LISEZ ICI LA PREMIÈRE PARTIE DE L’HISTOIRE
Cette fois Yoshinaka, se sachant condamné, exhorte celle qu’il aime à fuir jusqu’aux montagnes de son Shinano natal afin d’échapper à la mort. Mais on ne quitte pas une scène aussi glorieuse sans un dernier rebondissement : l’héroïne est donc interceptée par un lieutenant de Minamoto no Yoritomo. Tomoe met en garde l’ennemi en saisissant un tronc de pin telle une massue, avant de le briser en mille échardes en guise d’avertissement. L’autre ne s’en laisse pas conter, et parvient tout de même à maîtriser la furie. Comme attendu, le vainqueur fera de Tomoe sa concubine, avec la bénédiction du seigneur des Minamoto. La belle aurait engendré un fils, naturellement doté d’une force herculéenne, en la personne d’Asahina Saburô Yoshihide, qui exista probablement, mais auquel la légende attribue des prouesses surhumaines. Quant à la farouche guerrière enfin domptée, elle serait entrée dans les ordres et aurait quitté ce monde à l’âge – canonique selon les critères du temps – de quatre-vingt-onze ans.
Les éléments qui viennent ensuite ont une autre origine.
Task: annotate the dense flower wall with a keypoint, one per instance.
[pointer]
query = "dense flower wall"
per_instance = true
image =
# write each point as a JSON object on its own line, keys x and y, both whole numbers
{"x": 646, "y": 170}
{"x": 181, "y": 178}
Enfin, une troisième version avance qu’à force de courage, Tomoe parvint à disperser ses adversaires, puis à soustraire à l’ennemi la tête de son défunt amant, avant de se jeter dans la mer du Japon en serrant dans ses bras ce macabre trophée. Précision d’importance, les samouraïs avaient pour coutume de prouver de cette façon que leur besogne avait été accomplie. Depuis lors, les spéculations n’ont pas manqué. Les chercheurs n’étant pas parvenus à identifier Tomoe avec certitude en passant au peigne fin les registres des plus anciens monastères, le mystère reste entier, d’autant que les différentes versions de son histoire se sont additionnées durant plus de neuf siècles. La renommée du personnage, tout comme les questions qu’elle soulève à propos de la place des femmes dans l’univers presque exclusivement masculin du guerrier traditionnel nippon, ne laissent pourtant pas d’interpeller.
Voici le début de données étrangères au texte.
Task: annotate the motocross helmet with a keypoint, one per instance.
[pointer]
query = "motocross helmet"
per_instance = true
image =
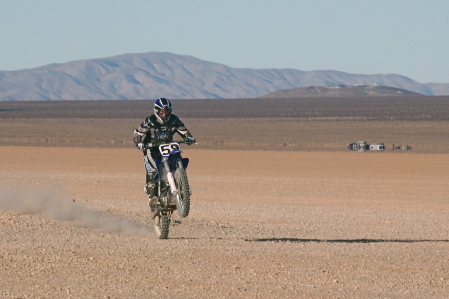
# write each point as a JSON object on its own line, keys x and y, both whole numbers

De grandes oubliées de l’histoire ?
Nombreuses sont les femmes au caractère bien trempé à avoir influé sur le cours de l’histoire du pays. Tout comme bon nombre d’héroïnes dont l’Europe entretient le souvenir, les figures féminines japonaises abondent – qu’elles aient été sœurs, épouses ou concubines –, qui ont pris les armes pour défendre le château assiégé en l’absence d’un mari batailleur, ou se sont illustrées en commandant à des hommes pourtant peu portés à obéir aux ordres d’un représentant du beau sexe. Au lendemain de la guerre des Genpei, le pouvoir va d’ailleurs échoir à une femme, en la personne de Hôjô Masako, veuve de Minamoto no Yoritomo. Les intrigues de cette contemporaine de la célèbre Aliénor d’Aquitaine, passée maîtresse dans l’art de conspirer sous les innocents oripeaux d’une moniale, lui vaudront le sobriquet d’ama-shogûn, le « shôgun-nonne ».
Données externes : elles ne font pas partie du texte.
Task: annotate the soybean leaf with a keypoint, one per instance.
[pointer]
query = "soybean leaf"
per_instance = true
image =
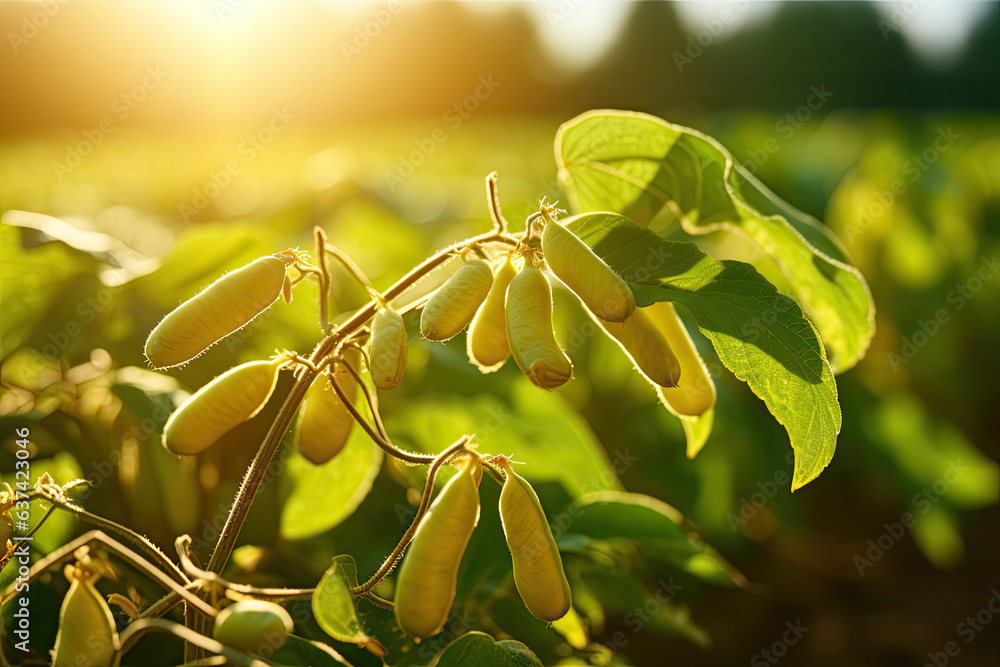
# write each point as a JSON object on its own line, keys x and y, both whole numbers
{"x": 333, "y": 606}
{"x": 697, "y": 430}
{"x": 760, "y": 334}
{"x": 656, "y": 527}
{"x": 321, "y": 496}
{"x": 657, "y": 173}
{"x": 477, "y": 648}
{"x": 299, "y": 651}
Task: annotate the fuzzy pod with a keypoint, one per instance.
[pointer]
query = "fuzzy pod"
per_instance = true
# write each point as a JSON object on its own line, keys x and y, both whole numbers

Tomoe Gozen n’en demeure pas moins l’un des seuls exemples un tant soit peu documenté de personnage féminin ayant embrassé la carrière militaire. Est-ce à dire qu’elle fut une exception ? Rien n’est moins sûr, car bien que la thèse soit controversée, la farouche compagne de Yoshinaka pourrait bien ne pas être un cas isolé, mais au contraire l’arbre qui cache la forêt des onna bugeisha, les « femmes-guerrières ». Ces dernières auraient-elles été gommées des annales par des chroniqueurs soucieux de ne pas mettre en péril la domination « naturelle » de la gent masculine, en particulier dans le métier des armes ? Plusieurs commentateurs se sont en effet interrogés sur ce congé soudain donné par Yoshinaka à son lieutenant en jupons, dont Le Dit des Heike vient pourtant de vanter les mérites. Là encore, bien malin qui peut discerner le témoignage de l’ajout ulté- rieur. À en croire Stephen Turnbull, sans conteste l’un des meilleurs spécialistes du Japon médiéval, de récents tests génétiques effectués sur des têtes exhumées de tertres funéraires sur trois champs de bataille distincts ont révélé une forte proportion de combattantes, qui pourrait atteindre un tiers des pertes. L’historien britannique en déduit que « des femmes samouraïs partirent certes à la guerre, mais la guerre vint aussi à elles. Et elles combattirent alors avec la bravoure et l’habileté qui siéent à d’authentiques guerrières. » À l’instar de Yoshitsune, un personnage de la trempe de Tomoe ne pouvait laisser les poètes indifférents. L’amazone ne sera affublée que tardivement de l’épithète « Gozen », dont nul n’a pour l’heure établi la signification de façon certaine, mais qui évoque notre « courtisane ». Faut-il y voir une manière de souligner les liens unissant l’intéressée à la noblesse, ou bien une allusion à des activités moins honorables qui lui auraient attiré les faveurs de Yoshinaka ?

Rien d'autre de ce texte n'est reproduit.